We have a goal in mind. We are working to sign up 225 new members by the end of the year to earn a $15,000 challenge grant from one of our generous Rivard Report board members. Fifty new members have joined in the last two weeks. We can do this.
Tuesday, Nov. 29 will be our first time to participate in the annual Giving Tuesday tradition. Members and nonmembers alike can use our Donate page to either join or increase their giving if they are able to. Some may make a single donation, others may opt to make monthly contributions charged to a credit or debit card.
The Rivard Report will celebrate its fifth anniversary of publication in February, but our greatest year of growth has come in 2016 after we turned nonprofit and used the new stream of funding to expand our staff and coverage. A number of benefactors provided us with the funding to make that transition, knowing that generosity would see us through the next three years as we build a base of sustaining members.
With additional funding commitments already in hand for 2017, we will hire reporters to cover business and tech as well as public health and the biosciences, and another editor to help manage our growing staff. With your help, we will continue to grow, slowly but surely.
What is mission-driven journalism, you ask? It’s journalism with a purpose that reaches well beyond reporting the latest headlines in the 24/7 race for numbers. Our mission is simple: to inform and connect the city’s engaged citizens with news, information, stories, and commentary that help make San Antonio a better place to live, work, and play.
In Old Testament terms, we are David to the Goliaths in the market. We can’t compete for the most news, and we shy away from most sensational news. The tragic fatal shooting of a San Antonio police detective is certainly an important exception to that rule, but most of the time, you have to go elsewhere to get your crime stories, traffic fatalities, and the latest celebrity coverage. There are enough reporters competing for those stories. We get many of our story ideas from our readers.

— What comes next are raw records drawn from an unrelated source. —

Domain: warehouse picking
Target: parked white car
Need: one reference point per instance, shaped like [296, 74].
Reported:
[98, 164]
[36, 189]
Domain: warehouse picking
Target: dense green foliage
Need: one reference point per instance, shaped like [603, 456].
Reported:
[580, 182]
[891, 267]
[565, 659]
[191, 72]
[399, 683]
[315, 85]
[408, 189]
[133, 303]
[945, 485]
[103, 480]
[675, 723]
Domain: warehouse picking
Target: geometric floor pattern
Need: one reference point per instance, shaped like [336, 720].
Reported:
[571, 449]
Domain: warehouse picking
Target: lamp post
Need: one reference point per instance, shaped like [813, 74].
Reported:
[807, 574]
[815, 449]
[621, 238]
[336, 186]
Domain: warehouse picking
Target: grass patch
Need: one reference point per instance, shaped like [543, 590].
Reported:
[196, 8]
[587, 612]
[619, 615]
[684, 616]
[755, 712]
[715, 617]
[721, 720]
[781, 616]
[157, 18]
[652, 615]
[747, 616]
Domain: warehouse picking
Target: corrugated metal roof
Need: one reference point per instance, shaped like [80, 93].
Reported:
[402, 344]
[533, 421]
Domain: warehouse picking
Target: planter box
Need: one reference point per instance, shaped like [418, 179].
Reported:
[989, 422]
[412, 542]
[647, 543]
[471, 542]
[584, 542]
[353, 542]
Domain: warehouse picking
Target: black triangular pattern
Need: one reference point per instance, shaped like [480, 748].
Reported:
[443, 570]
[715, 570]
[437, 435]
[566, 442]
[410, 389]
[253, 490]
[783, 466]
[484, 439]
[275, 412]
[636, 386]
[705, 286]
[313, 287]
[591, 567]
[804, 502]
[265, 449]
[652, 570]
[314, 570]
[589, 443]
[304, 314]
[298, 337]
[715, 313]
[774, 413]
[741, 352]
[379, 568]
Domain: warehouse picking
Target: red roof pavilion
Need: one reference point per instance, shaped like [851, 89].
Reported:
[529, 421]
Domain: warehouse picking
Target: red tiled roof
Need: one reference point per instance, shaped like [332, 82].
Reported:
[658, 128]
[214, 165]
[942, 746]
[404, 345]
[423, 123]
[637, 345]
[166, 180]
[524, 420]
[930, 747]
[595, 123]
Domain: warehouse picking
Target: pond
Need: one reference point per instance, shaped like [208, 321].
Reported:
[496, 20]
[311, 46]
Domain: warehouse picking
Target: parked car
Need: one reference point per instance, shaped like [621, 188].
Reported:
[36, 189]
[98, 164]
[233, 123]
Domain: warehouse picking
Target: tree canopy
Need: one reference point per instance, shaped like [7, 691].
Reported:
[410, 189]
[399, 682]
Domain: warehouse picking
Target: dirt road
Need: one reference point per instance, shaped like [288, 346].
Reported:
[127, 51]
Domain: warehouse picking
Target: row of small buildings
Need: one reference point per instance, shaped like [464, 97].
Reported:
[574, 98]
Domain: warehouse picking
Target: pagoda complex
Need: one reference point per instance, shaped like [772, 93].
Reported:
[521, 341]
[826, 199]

The membership rolls of the Washington, D.C.-based Institute for Nonprofit News tell the story of a growing national trend. There are now more than 110 new local nonprofit sites in U.S. cities and states, playing a vital role in delivering coverage of schools, local government, neighborhoods, charities, and other community news. Much of that news was once provided by daily newspapers with broadcast media following in their slipstream. Newspapers and broadcast media still matter, of course, but with shrinking newsrooms and circulation the role they fill is a diminished one, and nonprofit, city-based news sites are playing an important niche role.
One other difference between the nonprofit news startups and the legacy newspapers: We are institutionally nonpartisan. We do not endorse candidates, for example. That does not mean that our columnists, regardless of whether they are on staff or voices from the community, do not express points of view. My own post-election column, On Character and the Presidency, angered some hometown conservatives, some of whom have cited it and other columns to say they will not support our site. Other columns, including A Visit to Trump’s America and Why I Voted for Donald Trump, both of which received the same home play and social media promotion as my column, exemplify the rules of fair play that guide us.
We know we can’t publish a credible news report without upsetting different individuals and groups from time to time, but we do take our work seriously and we don’t take cheap shots. We don’t opt for the sensational. In the end, we want everyone in the community to feel at home on our website. We want people from all corners of the city to come forward with their submissions for publication.
It takes money to do what we do and to do it well. Not a huge sum of money, but a steady flow of donations. Given our ambitions to grow and improve, we will need to build our membership base now and in the coming years to fulfill our mission. We hope you agree that San Antonio is a better city with the Rivard Report, and we hope you decide to support us now and help us earn that $15,000 challenge grant.